EE Systems Seminar
ABSTRACT Modern machine learning algorithms are often trained in the overparameterized regime where the number of parameters in the model exceeds the size of the training dataset. Despite overparameterization, these algorithms surprisingly avoid overfitting to the training data. In this talk I will present theoretical results demystifying this success by focusing on two class of problems.
In the first class of problems we avoid overfitting by using a model prior, such as sparsity, to narrow down the search space of the algorithm by using a proper regularization. For these problems, we introduce a general framework to quantify the benefit of prior knowledge in terms of problem geometry. This leads to a remarkably accurate characterization of the algorithmic behavior including estimation error, rate of convergence, and sample complexity.
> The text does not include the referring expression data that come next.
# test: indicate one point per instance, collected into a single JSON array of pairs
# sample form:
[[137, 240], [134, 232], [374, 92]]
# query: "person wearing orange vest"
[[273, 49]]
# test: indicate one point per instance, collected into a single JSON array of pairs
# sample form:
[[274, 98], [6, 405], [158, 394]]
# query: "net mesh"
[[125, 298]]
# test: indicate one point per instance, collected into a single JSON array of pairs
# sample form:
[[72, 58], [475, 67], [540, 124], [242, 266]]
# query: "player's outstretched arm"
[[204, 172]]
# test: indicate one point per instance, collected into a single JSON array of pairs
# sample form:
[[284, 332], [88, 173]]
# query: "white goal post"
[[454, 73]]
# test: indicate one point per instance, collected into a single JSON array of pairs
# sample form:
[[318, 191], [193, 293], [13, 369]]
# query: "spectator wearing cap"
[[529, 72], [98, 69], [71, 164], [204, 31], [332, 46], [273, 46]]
The second class of problems typically arise in deep learning and require no explicit regularization during training. While neural networks have the capacity to overfit any dataset including noise, somewhat paradoxically, they continue to predict well on unseen test data. Towards explaining this phenomena, we show that, neural networks trained by the gradient descent algorithm (1) are provably robust to noise/corruption on a constant fraction of the labels and (2) provably generalize to test data despite overparametrization.
BIO Samet Oymak is an assistant professor in the Department of Electrical and Computer Engineering, at the University of California, Riverside. He received his MS and PhD degrees from California Institute of Technology; where he was awarded the Wilts Prize for the best thesis in Electrical Engineering. Before joining UCR, he spent time at Google and financial industry, and prior to that he was a fellow at the Simons Institute and a postdoctoral scholar at UC Berkeley. His research explores the mathematical foundations of data science and machine learning by using tools from optimization and statistics. His active research topics include non-convex optimization, reinforcement learning, deep learning theory, and high-dimensional statistics.